A nosso ver, que art.° 149°, n.º 2 do CDADC não prevê a mera receção de emissões de radiodifusão, que é livre, mas a transmissão daquelas emissões.

A mera receção de uma emissão radiodifundida em estabelecimentos comerciais é livre, sendo que o que se discutia é se a futura transmissão daquela receção, nomeadamente através de colunas constituía, ou não crime.

A este propósito escrevia Oliveira Ascensão: “Princípio fundamental nesta matéria é o da liberdade de recepção ( ... ) seria absurdo sujeitar as duas autorizações o mesmo programa, com a consequente dupla cobrança, na fonte e no destino. Na realidade, quem possuir um receptor pode utilizá-lo livremente, pois a autorização inicial para a radiodifusão abrange já a posterior recepção”.

Os defensores de que não constituía crime argumentavam, basicamente que a mera existência de colunas de ampliação do som difundido por radiofonia ou televisor não transforma o ato de receção livre em (re)transmissão do programa, não se adulterando por essa forma a utilização da obra transmitida através daqueles aparelhos. De facto, o que se dizia era que a utilização das colunas em nada alterava a utilização da obra transmitida através da televisão uma vez que quer a imagem quer o som eram exatamente os que o canal sintonizado transmitia.

Os defensores de que não constituía crime, salientavam, ainda, a necessidade de distinguir entre a mera receção e a reutilização da obra, pois só quando se dava esta última é que fazia sentido conferir ao autor da obra direito a nova remuneração.

Acontece que esta questão ficou decidida através do UF de 13.11.2013, DR, I SÉRIE, 243, 16.12.2013, que estipulou que: "A aplicação, a um televisor, de aparelhos de ampliação do som, difundido por canal de televisão, em estabelecimento comercial, não configura uma nova utilização da obra transmitida, pelo que o seu uso não carece de autorização do autor da mesma, não integrando consequentemente essa prática o crime de usurpação, p. e p. pelos arts. 149°, 195° e 197° do Código do Direito de Autor e dos Direitos Conexos".

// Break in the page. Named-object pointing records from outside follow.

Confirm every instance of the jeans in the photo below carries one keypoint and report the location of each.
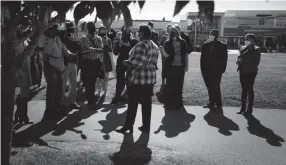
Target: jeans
(212, 81)
(173, 93)
(145, 98)
(120, 82)
(70, 74)
(247, 83)
(54, 93)
(90, 71)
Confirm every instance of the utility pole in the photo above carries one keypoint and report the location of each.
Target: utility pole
(195, 33)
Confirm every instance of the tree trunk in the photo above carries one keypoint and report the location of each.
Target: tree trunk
(8, 91)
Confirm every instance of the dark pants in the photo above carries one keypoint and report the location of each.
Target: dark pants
(173, 93)
(247, 82)
(120, 82)
(90, 71)
(145, 98)
(54, 93)
(212, 81)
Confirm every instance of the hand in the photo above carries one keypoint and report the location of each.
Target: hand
(126, 63)
(120, 43)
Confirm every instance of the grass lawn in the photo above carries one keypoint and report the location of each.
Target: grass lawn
(270, 85)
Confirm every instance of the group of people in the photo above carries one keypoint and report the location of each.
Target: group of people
(64, 54)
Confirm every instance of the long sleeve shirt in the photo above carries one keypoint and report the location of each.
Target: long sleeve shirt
(94, 50)
(143, 61)
(54, 51)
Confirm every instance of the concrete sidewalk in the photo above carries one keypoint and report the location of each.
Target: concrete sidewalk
(194, 136)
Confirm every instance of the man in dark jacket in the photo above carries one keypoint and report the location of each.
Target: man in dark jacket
(73, 44)
(213, 64)
(185, 37)
(122, 49)
(154, 34)
(248, 62)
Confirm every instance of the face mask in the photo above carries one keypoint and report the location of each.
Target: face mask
(172, 34)
(211, 37)
(101, 34)
(247, 43)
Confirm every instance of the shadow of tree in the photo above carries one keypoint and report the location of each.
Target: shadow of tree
(112, 120)
(256, 128)
(218, 120)
(72, 121)
(133, 153)
(35, 91)
(175, 122)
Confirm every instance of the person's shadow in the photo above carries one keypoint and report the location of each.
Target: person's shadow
(216, 118)
(32, 135)
(72, 121)
(112, 120)
(133, 153)
(256, 128)
(175, 121)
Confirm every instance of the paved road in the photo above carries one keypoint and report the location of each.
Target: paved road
(191, 136)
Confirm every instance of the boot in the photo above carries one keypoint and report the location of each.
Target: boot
(249, 108)
(25, 119)
(243, 107)
(18, 110)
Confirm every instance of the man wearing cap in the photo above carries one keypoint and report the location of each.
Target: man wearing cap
(54, 52)
(93, 45)
(213, 65)
(122, 49)
(73, 44)
(154, 34)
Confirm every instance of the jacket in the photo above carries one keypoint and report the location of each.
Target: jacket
(214, 57)
(188, 42)
(170, 50)
(250, 59)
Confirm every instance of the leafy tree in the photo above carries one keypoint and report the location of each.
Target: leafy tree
(37, 14)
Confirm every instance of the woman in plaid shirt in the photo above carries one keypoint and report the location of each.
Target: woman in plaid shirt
(141, 77)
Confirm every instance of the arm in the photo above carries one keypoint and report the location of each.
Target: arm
(203, 57)
(85, 46)
(138, 56)
(116, 48)
(257, 59)
(224, 58)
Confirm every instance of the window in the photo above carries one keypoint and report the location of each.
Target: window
(261, 22)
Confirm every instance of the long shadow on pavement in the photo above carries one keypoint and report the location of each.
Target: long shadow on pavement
(256, 128)
(133, 153)
(72, 121)
(216, 118)
(175, 121)
(112, 120)
(32, 135)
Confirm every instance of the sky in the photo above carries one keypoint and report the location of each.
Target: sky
(157, 9)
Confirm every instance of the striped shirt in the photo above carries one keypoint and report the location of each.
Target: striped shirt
(143, 61)
(95, 51)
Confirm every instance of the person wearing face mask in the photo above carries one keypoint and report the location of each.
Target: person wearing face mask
(73, 44)
(176, 54)
(93, 45)
(248, 62)
(54, 51)
(162, 42)
(213, 64)
(122, 49)
(108, 63)
(142, 68)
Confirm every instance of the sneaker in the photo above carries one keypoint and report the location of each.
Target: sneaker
(114, 102)
(75, 106)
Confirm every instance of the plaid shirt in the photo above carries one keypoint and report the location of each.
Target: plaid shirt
(87, 45)
(143, 61)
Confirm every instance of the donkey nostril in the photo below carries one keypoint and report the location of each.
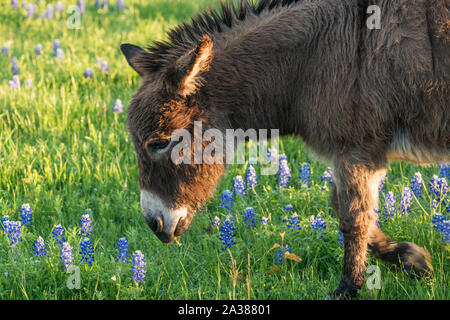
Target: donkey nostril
(159, 225)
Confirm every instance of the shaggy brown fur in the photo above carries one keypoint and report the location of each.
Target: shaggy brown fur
(357, 97)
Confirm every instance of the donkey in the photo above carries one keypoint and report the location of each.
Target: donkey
(358, 97)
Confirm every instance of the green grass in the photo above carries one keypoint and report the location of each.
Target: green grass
(63, 150)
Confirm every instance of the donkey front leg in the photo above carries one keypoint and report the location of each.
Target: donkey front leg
(357, 194)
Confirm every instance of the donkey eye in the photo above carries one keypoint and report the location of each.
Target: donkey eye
(157, 146)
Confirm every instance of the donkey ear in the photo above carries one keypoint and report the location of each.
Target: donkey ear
(186, 73)
(135, 56)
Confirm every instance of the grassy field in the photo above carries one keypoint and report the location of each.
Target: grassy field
(63, 150)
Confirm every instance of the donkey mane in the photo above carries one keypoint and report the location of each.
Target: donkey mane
(183, 37)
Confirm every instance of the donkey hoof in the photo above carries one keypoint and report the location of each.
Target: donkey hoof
(415, 260)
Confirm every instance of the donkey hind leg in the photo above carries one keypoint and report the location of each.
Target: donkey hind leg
(357, 195)
(414, 259)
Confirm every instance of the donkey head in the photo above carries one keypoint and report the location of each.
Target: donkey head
(168, 100)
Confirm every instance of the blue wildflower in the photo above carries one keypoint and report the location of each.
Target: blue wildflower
(122, 249)
(121, 5)
(305, 174)
(227, 200)
(216, 222)
(280, 257)
(406, 200)
(227, 232)
(88, 73)
(40, 248)
(284, 173)
(251, 179)
(66, 255)
(249, 216)
(85, 226)
(238, 186)
(26, 215)
(417, 184)
(14, 231)
(58, 233)
(389, 206)
(139, 267)
(87, 251)
(293, 223)
(3, 222)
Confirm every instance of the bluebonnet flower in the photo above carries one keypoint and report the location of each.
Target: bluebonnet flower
(40, 248)
(417, 184)
(29, 83)
(66, 255)
(104, 66)
(82, 6)
(58, 6)
(59, 53)
(284, 173)
(319, 224)
(381, 188)
(87, 251)
(238, 186)
(305, 174)
(56, 46)
(327, 176)
(341, 238)
(118, 106)
(31, 9)
(14, 65)
(85, 225)
(38, 49)
(3, 222)
(389, 206)
(251, 178)
(121, 5)
(139, 267)
(445, 170)
(227, 200)
(227, 232)
(272, 155)
(249, 216)
(14, 83)
(406, 200)
(122, 249)
(58, 233)
(14, 231)
(293, 223)
(439, 188)
(88, 73)
(26, 215)
(280, 257)
(49, 12)
(216, 222)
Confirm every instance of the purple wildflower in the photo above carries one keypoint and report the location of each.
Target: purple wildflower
(227, 200)
(66, 255)
(40, 247)
(227, 232)
(238, 186)
(122, 249)
(139, 267)
(26, 215)
(417, 184)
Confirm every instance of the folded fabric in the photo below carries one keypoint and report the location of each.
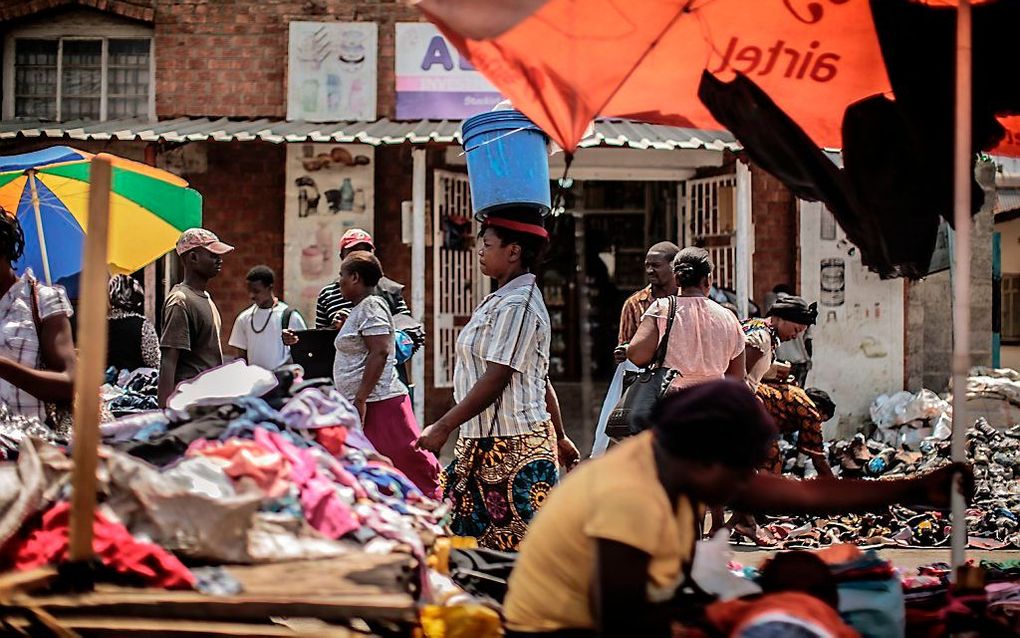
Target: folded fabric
(114, 546)
(783, 614)
(323, 508)
(247, 460)
(320, 407)
(333, 439)
(221, 384)
(192, 509)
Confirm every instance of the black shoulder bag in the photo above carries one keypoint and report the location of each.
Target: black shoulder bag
(630, 414)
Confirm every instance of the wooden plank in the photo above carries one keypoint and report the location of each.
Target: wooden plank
(26, 581)
(152, 628)
(91, 360)
(152, 603)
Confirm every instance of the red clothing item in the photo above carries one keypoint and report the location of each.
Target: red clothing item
(114, 547)
(333, 439)
(735, 617)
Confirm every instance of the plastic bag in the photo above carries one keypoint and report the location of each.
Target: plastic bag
(711, 571)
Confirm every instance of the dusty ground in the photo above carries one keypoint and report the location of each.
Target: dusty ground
(904, 557)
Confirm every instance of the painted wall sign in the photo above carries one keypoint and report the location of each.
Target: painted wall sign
(858, 342)
(332, 71)
(432, 81)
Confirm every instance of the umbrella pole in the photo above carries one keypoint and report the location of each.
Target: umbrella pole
(963, 175)
(39, 228)
(91, 360)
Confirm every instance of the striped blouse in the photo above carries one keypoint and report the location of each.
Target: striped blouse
(510, 329)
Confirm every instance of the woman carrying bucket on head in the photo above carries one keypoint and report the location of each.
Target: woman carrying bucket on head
(510, 436)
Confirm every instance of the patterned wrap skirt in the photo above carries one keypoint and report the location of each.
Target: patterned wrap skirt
(793, 411)
(498, 484)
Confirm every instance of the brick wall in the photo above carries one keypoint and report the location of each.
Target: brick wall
(243, 203)
(774, 215)
(230, 56)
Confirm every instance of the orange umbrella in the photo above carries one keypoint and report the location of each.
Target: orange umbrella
(564, 62)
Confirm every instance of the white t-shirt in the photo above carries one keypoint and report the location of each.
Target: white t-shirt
(369, 319)
(261, 335)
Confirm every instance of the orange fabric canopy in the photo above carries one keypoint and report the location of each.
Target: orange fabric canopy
(564, 62)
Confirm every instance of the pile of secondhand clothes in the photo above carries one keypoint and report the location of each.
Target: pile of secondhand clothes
(225, 480)
(992, 519)
(130, 392)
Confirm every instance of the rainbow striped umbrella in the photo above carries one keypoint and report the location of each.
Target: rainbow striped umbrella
(49, 191)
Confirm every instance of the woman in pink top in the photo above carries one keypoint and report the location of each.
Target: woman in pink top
(706, 342)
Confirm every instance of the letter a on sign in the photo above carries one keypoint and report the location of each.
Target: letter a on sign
(438, 53)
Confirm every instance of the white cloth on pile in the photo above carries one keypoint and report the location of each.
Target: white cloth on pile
(612, 398)
(218, 385)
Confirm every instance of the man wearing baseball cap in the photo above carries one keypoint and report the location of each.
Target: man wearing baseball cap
(190, 343)
(332, 307)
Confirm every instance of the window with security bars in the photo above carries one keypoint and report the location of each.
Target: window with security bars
(82, 79)
(1011, 308)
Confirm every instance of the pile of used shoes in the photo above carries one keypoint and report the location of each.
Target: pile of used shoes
(993, 518)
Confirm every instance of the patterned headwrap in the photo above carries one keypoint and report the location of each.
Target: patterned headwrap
(126, 294)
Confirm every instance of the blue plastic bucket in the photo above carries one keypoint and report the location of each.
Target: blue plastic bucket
(507, 161)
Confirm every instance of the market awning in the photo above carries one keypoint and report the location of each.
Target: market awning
(607, 132)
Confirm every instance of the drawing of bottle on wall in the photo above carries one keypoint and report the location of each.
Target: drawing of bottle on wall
(342, 199)
(308, 196)
(312, 52)
(352, 55)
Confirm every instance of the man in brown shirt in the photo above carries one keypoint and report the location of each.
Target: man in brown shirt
(190, 342)
(661, 283)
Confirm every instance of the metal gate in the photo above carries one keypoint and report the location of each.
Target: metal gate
(458, 284)
(709, 221)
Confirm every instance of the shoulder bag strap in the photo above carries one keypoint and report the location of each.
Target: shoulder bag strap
(660, 352)
(286, 322)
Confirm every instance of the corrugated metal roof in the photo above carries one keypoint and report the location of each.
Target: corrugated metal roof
(607, 132)
(1007, 199)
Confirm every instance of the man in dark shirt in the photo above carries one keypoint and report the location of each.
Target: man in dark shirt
(190, 342)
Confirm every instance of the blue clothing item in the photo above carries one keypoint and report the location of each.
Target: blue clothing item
(404, 346)
(776, 629)
(150, 431)
(874, 608)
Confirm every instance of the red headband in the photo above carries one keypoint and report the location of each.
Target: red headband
(520, 227)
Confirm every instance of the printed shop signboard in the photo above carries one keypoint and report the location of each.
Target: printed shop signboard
(332, 71)
(432, 81)
(329, 189)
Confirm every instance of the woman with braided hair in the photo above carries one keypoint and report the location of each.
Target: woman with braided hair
(705, 341)
(37, 350)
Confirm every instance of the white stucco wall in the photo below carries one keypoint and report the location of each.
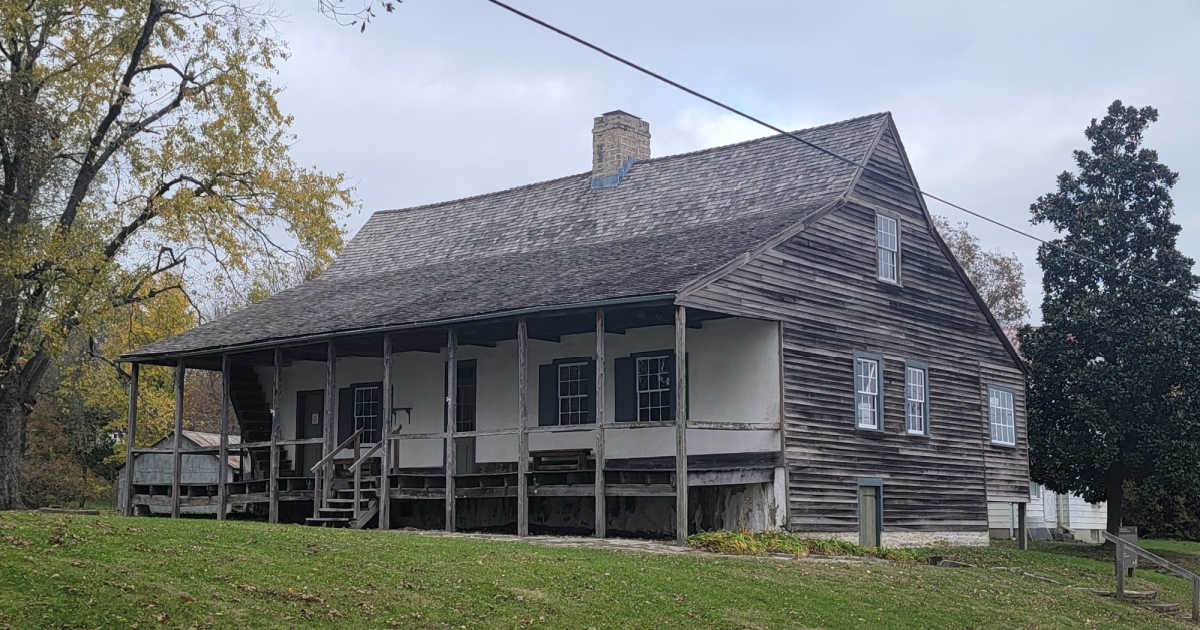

Ora, concordamos na integra com os fundamentos que constam do acórdão, aplicável, por maioria de razão às situações do som ser difundido não por televisão, mas por rádio.

Assim, e não obstante, o mesmo, nos termos do artigo 445, n.º 3 do CPP não constituir jurisprudência obrigatória para os tribunais judiciais, nada mais temos a acrescentar, sendo que, só em caso de divergência do acórdão é que a mesma deveria ser fundamentada.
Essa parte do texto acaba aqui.